Emily Bazelon: Yeah. I mean, always with copyright. You have this question about on the one hand, all art is derivative, right? You’re always building on works that come before you don’t want to cut off anything in that potential wellspring of creativity and inspiration. And yet with copyright law, we have this idea, well, we don’t want people basically stealing from each other. We want the original artist to be able to properly be compensated for their work so that those original artists will keep making art. Right? I tend to lose sight of that a lot of the time as the consumer, because you just think like, okay, great, we’ll let them sample from this other song because I love this new song and who really cares about the old song? But to give it its due, the idea of having some limits to fair use is that it’s really important for artists basically to be able to make a living. And when you look at the incredibly uneven compensation here between Goldsmith and Warhol, you can see where she feels frustrated.
David Plotz: Well, okay, I have several points to say. One is I bet Lynne Goldsmith photo is worth a hell of a lot more than it would have been had Andy Warhol never done his print. So the idea that she has lost economic value from this print because Andy Warhol has made made it so much more, the thing I think is wrong. No one would have seen that print again otherwise or very few people, and it certainly wouldn’t be worth any, I’m sure, since she still licenses it, I’m sure it’s still valuable. I also I had a question, which is.
Speaker 1: If you were.
David Plotz: The photographer in this case, is there anything to stop you from writing into your original license to Vanity Fair that you want a perpetual piece of whatever derivative value is in in art that’s created off of this?
Emily Bazelon: I mean, the only presumably road would be whether Vanity Fair would have signed the contract. QUESTION Right.
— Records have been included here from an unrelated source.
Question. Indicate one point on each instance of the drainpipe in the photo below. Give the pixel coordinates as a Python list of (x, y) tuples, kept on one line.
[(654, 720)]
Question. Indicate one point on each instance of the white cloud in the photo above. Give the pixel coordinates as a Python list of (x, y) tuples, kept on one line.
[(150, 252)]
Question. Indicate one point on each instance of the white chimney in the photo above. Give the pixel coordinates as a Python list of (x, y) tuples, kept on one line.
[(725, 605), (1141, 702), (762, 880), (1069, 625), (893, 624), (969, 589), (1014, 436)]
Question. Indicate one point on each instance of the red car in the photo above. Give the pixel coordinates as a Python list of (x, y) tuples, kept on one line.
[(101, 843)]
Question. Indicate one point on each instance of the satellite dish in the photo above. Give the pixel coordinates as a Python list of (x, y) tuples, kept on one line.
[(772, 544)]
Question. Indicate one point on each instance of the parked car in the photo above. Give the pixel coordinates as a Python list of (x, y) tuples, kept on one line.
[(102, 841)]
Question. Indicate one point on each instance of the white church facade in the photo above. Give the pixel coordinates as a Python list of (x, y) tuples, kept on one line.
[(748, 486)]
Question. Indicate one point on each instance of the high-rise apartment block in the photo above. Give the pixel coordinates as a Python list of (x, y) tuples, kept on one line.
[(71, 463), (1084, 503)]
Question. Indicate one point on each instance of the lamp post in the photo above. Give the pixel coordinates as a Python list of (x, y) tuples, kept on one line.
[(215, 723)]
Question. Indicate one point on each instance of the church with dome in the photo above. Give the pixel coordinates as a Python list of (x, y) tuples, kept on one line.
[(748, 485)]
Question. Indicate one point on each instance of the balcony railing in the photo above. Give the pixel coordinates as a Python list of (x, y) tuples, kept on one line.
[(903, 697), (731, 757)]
John Dickerson: I bet you can.
David Plotz: And if your art is good enough, if your photograph is good enough that people like that, this is it. This is the photograph that makes it that people will sign that contract and they’ll give you because they. But basically, Warhol could have made this with any number of different photographs, any. There’s a million photographs of prints that could have been the derivation of this. And the the value is created by Warhol’s transformation. I don’t think you can you know, I don’t think you can claim you know, I don’t think Goldsmith can possibly claim that the value was created by her photograph in any meaningful way. With the value is, is this transformative act that Warhol does and therefore the Warhol Foundation or Warhol should be the primary beneficiaries. And. Well, and then one final point I want to make, which is it is clear that whatever decision the Supreme Court comes to, it will protect the right of Disney to stop you from using Disney’s Winnie the Pooh.
Emily Bazelon: Mickey Mouse.
David Plotz: Or stop you from using Darth Vader how you want to. So whatever they I suspect they will come down on the side of Warhol in this case in the art, but it will not extend to the point where you can, you know, make your own Luke Skywalker a series of, you know, you paint Luke Skywalker blue and you have Luke Skywalker. That’s not going to be allowed.
Emily Bazelon: Because the Supreme Court is so corporate and because we have these. Yeah, we.
David Plotz: Know, we know. We know that Disney will protect get that protection.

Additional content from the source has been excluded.